Prawda

Wtorek, 19 marca 2024 - 07:24

« Poprzedni Następny »


W Polsce, czyli w Europie


Andrzej Koraszewski 2016-02-01


Sejm w nocy powołał dwoje nowych członków Rady Polityki Pieniężnej. Dobra zmiana to nocna zmiana. Prezes ma kłopoty ze wstawaniem rano, co może być rodzinne, bo (jak pamiętamy) katastrofa smoleńska miała również swój akcent związany z brakiem punktualności w godzinach porannych. Smoleńska mgła gęstniała z każdą minutą, a samolot z wiadomych przyczyn był mocno opóźniony. Wieża kontrolna odradzała lądowanie, ale Rosjanie pewnie oszukiwali z tym brakiem widoczności.

Czwarta RP rodzi się nocą, nie jest to jednak jedyny powód, dla którego ta IV Rzeczpospolita jawi się wielu ludziom jako coś bardzo mrocznego. Patriotyczne werble wykluczają jakąkolwiek klauzulę sumienia. Minister Obrony zapowiada wspieranie organizacji paramilitarnych, które dla niepoznaki teraz nazywa się „organizacjami „proobronnymi”.

„Chcę podkreślić coś  –powiedział minister -  o czym członkowie wszystkich organizacji proobronnych przez cały czas mówią. Mówią o tym, z dumą, ale nie wiem, czy to jest powód do dumy dla ubiegłych władz państwowych. Oni mówią: wszystko to robimy za własne pieniądze.”

Czy zobaczymy organizacje paramilitarne na ulicach podczas demonstracji antypartyjnych, czy przy lokalach wyborczych podczas wyborów? Taka perspektywa wydaje się nazbyt mroczna. To byłoby wzorowanie się już nie na Węgrzech, a na Turcji.


Niektóre nocne decyzje wydają się należeć do gatunku tych, które zdarzają się w Polsce, czyli nigdzie. Niebotyczna ignorancja podbita futrem arogancji. Jest jednak wiele do rozdania, więc jest również wielu chętnych. Jeśli wcześniej narzekaliśmy na pazerność zwycięzców na stołki, to najwyraźniej nie wiedzieliśmy jeszcze, o czym mówimy.
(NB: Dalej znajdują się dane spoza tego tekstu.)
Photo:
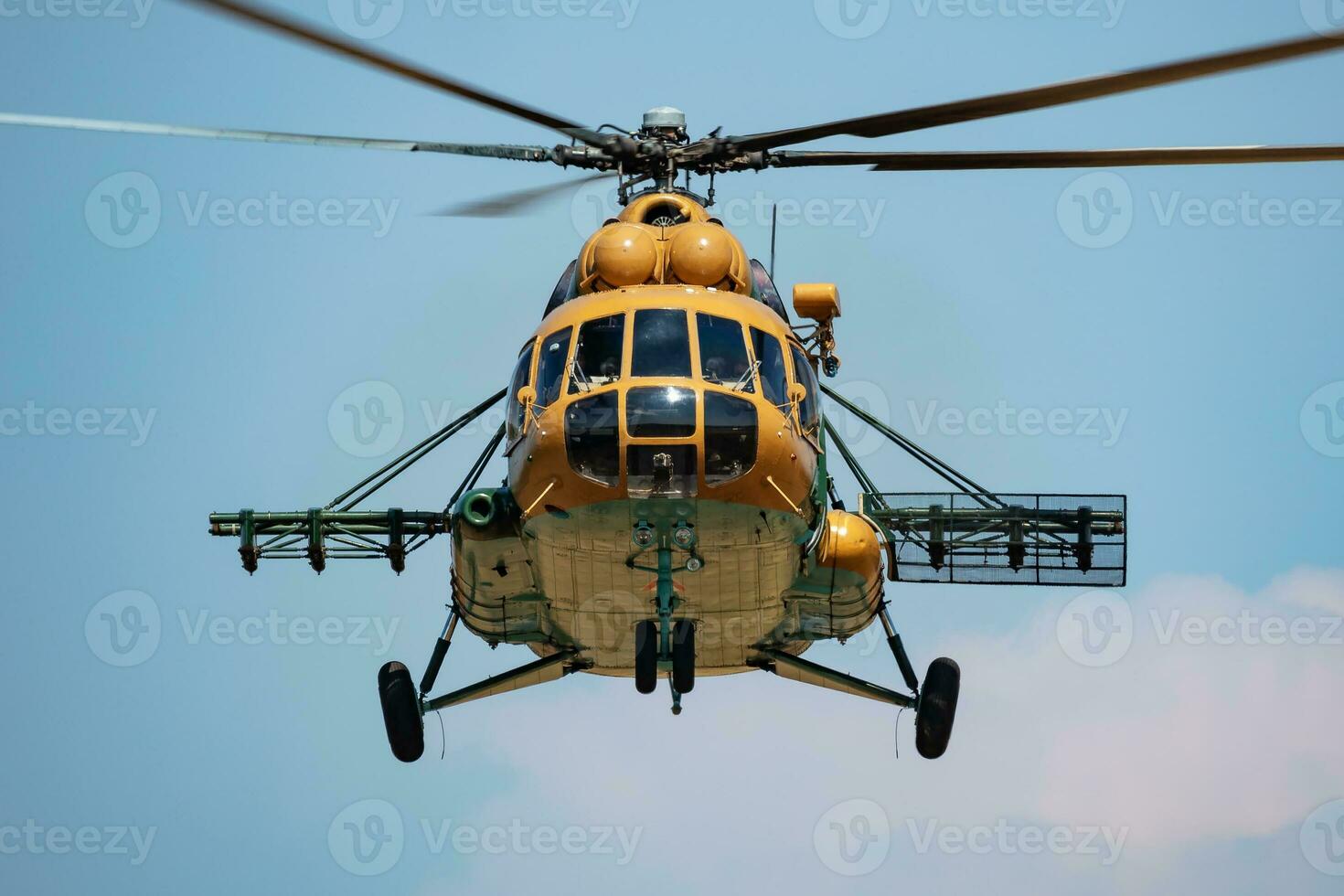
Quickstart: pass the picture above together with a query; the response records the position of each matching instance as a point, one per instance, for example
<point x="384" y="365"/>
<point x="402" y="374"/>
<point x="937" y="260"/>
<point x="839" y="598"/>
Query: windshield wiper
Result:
<point x="746" y="378"/>
<point x="580" y="377"/>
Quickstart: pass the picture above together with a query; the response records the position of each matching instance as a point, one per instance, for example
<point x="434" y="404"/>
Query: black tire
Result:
<point x="645" y="656"/>
<point x="400" y="712"/>
<point x="937" y="709"/>
<point x="683" y="656"/>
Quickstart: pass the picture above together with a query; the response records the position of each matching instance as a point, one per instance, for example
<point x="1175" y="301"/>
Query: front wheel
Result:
<point x="937" y="709"/>
<point x="400" y="712"/>
<point x="646" y="656"/>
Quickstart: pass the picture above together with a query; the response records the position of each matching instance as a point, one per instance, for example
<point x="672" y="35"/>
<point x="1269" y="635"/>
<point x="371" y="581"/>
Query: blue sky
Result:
<point x="1186" y="363"/>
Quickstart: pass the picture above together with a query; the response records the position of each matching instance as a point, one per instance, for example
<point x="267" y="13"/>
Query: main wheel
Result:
<point x="937" y="709"/>
<point x="646" y="656"/>
<point x="683" y="656"/>
<point x="400" y="712"/>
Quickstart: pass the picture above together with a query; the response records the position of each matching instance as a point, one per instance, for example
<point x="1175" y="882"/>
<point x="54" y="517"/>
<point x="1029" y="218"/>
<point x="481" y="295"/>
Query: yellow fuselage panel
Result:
<point x="542" y="475"/>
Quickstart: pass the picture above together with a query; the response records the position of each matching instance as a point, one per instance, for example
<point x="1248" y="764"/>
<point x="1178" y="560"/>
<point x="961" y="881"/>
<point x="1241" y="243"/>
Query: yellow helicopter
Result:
<point x="669" y="508"/>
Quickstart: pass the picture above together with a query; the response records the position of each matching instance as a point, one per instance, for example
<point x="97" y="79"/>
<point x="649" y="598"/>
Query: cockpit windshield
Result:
<point x="597" y="357"/>
<point x="723" y="352"/>
<point x="661" y="344"/>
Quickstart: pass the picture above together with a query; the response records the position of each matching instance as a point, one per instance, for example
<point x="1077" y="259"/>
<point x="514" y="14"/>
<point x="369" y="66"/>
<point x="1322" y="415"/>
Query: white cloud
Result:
<point x="1186" y="744"/>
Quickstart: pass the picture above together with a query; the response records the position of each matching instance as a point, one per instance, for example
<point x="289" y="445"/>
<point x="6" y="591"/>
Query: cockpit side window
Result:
<point x="549" y="368"/>
<point x="765" y="292"/>
<point x="661" y="344"/>
<point x="565" y="288"/>
<point x="597" y="357"/>
<point x="723" y="352"/>
<point x="803" y="372"/>
<point x="522" y="377"/>
<point x="774" y="380"/>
Tu jednak jest coś więcej, nowi władcy nie tylko bezprawnie mówią w imieniu całego narodu, oni mówią również w imieniu samego Boga.


Bóg jest absolutem, z Bogiem się nie dyskutuje, a wszelkie sugestie, że w sprawach boskich widzimy mało parlamentarny pluralizm czyli powszechną uzurpację, mogą okazać się karalne, bo obrażają religijne poczucia.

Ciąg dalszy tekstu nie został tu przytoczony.